These acquisitions and sharp growth meant that these companies were spread too thin and this resulted in companies lose their focus and move away from their core businesses. And when in 2022, things started opening up, students are now choosing to switch back to a mainly offline educational experience.

These has resulted in declining revenue for edtech start-up’s, which means higher customer acquisition cost (CAC) and now companies find themselves too spread out.

In February of 2022, Lido Learning announced they are shutting down, resulting in 1200+ people losing their jobs. Then in March, Unacademy shut down their K-12 business, and in April it was announced that they’d laid off about 1,000 people. Vedantu was next with 200 employees, and then between 200 and 800 employees resigned when BYJU’S-owned WhiteHat Jr. asked them to stop working from home.

With the decline of revenue, another issue these companies are facing is funding crunch. Now as the demand of edtech is slowing down and number of new customers is decreasing, investors aren’t quite as enthusiastic. In addition to this,  global economy has also taken a turn: the Russia-Ukraine war has caused supply chain issues in almost every sector, creating a sense of uncertainty and panic in the market. These edtech start-up’s are trying to extend their runway in the hopes of surviving the global venture capital shortage and staying alive.

So now, what does the road ahead look like for Indian edtech? It seems we will see more layoffs in the near term and companies will have to take sharp measures like price cutting to stay attractive for students. For example, Vedantu recently launched Ai Live, a cheaper alternative to their main offering, where an annual course costs just 5000 Rs, compared to earlier price of 22,000 to 25,000 Rs.

Other thing these companies will have to do going ahead, is take an omnichannel approach. BYJU’S, for example, acquired Aakash for $1B back in 2021, which seems like a smart and long term move now. They’ve also launched BYJU'S Tuition Centre, which combines offline and online learning experiences in 200 cities. Unacademy, too, has launched an experience center in Delhi, and they’re looking to open similar centres in Kota, Jaipur, and Lucknow too.  Upgrad is also making the transition to offline - they acquired offline test preparation institute, The Gate Academy, which has about 50 centre’s across India. We also have Physics Wallah Pathsala, which is PW’s offline offering for students in a number of cities across India.

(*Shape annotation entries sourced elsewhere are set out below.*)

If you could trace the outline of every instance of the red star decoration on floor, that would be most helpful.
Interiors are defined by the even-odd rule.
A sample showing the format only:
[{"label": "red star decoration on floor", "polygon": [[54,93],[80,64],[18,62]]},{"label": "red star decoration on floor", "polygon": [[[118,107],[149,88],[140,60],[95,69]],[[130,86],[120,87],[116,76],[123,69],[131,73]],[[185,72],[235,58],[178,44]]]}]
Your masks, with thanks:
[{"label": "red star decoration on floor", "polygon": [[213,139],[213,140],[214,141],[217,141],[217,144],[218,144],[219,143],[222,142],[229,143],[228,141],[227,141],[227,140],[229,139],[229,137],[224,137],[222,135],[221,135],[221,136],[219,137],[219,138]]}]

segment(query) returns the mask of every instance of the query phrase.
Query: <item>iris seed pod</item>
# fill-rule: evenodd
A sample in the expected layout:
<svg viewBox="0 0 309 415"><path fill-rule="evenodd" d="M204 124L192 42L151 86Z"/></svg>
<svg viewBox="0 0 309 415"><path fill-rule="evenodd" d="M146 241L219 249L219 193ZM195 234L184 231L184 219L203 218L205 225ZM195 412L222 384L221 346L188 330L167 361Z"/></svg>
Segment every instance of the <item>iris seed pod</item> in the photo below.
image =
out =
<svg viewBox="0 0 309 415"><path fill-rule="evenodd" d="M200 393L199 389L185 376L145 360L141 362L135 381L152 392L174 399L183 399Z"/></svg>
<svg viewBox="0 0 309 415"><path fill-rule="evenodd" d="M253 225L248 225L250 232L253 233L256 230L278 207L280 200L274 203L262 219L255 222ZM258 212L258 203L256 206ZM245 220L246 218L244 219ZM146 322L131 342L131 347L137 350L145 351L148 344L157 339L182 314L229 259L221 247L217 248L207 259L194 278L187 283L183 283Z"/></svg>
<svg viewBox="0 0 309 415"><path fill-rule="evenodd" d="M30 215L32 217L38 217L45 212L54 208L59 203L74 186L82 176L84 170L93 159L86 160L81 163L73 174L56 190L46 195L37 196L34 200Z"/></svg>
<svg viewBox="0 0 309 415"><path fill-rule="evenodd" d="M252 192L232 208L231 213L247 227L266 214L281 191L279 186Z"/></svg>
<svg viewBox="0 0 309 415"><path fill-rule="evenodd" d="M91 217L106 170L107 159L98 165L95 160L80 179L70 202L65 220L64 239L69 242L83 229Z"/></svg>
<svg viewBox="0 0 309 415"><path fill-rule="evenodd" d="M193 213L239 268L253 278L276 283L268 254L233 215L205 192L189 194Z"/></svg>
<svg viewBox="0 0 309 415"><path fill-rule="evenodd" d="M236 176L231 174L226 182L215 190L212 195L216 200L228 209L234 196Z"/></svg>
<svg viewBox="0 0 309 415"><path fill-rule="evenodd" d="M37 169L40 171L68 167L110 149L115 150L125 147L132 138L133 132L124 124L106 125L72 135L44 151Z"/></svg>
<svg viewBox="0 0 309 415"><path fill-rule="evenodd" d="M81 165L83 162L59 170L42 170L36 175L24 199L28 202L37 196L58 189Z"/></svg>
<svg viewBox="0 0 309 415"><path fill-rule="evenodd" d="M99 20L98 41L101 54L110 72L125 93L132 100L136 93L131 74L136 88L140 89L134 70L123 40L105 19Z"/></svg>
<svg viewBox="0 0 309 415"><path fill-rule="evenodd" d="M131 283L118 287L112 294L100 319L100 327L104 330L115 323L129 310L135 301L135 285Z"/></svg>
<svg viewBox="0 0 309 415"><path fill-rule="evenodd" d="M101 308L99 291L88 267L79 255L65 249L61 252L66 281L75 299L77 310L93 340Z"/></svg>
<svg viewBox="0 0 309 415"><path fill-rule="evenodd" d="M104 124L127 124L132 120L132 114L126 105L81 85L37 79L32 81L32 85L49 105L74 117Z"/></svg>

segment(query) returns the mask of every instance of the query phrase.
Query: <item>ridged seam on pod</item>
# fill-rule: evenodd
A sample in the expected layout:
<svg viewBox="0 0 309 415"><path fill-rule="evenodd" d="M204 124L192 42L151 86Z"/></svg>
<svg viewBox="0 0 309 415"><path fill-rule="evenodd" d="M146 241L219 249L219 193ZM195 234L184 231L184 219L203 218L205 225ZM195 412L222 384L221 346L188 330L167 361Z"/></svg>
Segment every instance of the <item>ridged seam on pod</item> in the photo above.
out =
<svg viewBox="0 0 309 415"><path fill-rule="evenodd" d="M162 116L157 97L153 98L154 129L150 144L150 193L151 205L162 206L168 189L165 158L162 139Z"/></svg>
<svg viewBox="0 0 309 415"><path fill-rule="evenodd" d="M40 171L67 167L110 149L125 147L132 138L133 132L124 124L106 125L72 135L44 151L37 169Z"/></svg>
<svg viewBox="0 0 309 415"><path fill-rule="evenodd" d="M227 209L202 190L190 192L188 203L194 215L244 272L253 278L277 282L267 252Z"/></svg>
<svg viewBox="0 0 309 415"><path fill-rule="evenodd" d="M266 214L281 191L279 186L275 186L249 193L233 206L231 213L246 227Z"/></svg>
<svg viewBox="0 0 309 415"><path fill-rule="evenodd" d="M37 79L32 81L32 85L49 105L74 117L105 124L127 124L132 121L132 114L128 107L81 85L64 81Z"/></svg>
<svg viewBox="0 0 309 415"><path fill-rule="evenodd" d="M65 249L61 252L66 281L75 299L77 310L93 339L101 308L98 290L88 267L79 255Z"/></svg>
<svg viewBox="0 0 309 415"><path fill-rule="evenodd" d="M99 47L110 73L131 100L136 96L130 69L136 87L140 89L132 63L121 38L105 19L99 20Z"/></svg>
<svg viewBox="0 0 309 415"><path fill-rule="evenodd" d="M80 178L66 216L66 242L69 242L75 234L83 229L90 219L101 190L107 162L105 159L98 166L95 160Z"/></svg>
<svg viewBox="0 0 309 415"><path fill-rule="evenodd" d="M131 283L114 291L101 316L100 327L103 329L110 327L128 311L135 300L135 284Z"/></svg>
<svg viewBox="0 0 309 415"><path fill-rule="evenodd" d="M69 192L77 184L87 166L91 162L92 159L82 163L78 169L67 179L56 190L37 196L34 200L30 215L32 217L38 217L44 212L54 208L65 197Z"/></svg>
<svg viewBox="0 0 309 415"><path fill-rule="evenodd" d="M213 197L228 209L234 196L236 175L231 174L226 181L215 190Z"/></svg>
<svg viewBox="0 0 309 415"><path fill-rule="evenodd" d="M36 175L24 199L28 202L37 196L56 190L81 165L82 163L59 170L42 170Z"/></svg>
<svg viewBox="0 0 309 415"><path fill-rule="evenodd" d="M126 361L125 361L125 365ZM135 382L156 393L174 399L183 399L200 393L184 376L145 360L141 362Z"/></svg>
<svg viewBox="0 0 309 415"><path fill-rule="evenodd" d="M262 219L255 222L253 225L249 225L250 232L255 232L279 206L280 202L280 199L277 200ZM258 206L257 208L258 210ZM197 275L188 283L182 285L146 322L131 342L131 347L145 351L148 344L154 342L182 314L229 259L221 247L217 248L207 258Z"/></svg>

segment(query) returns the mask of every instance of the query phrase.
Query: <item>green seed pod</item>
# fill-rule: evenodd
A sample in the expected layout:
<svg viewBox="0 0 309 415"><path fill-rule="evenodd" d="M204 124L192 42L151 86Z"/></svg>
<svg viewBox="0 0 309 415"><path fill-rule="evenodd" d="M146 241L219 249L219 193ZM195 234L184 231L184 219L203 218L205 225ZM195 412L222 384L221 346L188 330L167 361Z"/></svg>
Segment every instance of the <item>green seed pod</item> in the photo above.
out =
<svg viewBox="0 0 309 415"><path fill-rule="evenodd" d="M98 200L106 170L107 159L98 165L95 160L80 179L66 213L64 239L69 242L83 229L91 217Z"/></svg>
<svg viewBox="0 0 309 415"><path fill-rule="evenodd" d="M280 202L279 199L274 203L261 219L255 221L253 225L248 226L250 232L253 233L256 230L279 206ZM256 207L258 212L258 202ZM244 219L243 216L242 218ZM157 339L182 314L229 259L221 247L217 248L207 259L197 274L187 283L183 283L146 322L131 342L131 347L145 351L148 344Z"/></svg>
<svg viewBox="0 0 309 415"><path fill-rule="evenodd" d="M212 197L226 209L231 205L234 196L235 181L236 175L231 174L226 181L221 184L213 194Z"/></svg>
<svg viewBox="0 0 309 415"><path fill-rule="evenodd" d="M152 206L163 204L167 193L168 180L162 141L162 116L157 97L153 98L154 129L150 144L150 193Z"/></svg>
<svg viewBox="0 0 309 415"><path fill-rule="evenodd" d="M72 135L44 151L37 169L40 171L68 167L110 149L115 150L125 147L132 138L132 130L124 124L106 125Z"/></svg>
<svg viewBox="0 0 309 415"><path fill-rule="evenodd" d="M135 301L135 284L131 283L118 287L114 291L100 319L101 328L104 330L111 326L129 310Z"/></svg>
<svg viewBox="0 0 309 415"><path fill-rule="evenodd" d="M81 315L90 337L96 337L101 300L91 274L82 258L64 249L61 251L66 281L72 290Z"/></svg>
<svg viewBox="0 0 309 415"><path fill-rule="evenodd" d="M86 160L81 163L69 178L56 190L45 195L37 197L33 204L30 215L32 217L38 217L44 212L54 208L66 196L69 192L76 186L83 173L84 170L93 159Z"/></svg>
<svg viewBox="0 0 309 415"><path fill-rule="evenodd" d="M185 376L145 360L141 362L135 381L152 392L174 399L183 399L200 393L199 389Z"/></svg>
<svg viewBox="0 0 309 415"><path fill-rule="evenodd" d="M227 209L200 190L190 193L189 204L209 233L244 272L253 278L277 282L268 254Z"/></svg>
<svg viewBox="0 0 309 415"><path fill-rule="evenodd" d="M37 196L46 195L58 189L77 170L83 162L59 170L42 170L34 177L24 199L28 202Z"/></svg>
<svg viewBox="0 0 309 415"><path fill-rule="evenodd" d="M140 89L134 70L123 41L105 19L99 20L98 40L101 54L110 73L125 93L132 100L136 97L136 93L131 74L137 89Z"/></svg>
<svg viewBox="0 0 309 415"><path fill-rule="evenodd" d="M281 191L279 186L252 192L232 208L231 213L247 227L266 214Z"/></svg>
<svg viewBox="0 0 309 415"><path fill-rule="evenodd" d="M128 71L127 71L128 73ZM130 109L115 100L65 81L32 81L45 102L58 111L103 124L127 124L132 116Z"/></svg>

Another angle here that is worth covering is market consolidation. It happens when after a boom in funding and new businesses opening up, there is a dry period and smaller companies either have to get acquired or they get out of business as they can't keep burning money like big players. 

We saw this in e-commerce back in 2012 and 2013 - you had Snapdeal and Paytm Mall and Shopclues and Ebay, but now, you just have Amazon and Flipkart. Same thing in Foodtech - Tinyowl, Foodpanda, Uber Eats, they all lost the food fight that culminated in Swiggy and Zomato coming out on top. Now same thing is happening in edtech. Companies have to take measures so that these layoffs could be reduced. Companies need to establish a well-defined HR structure and policy, where they hire right candidate and keep them for the long term. This hire and fire approach isn't sustainable in the long run.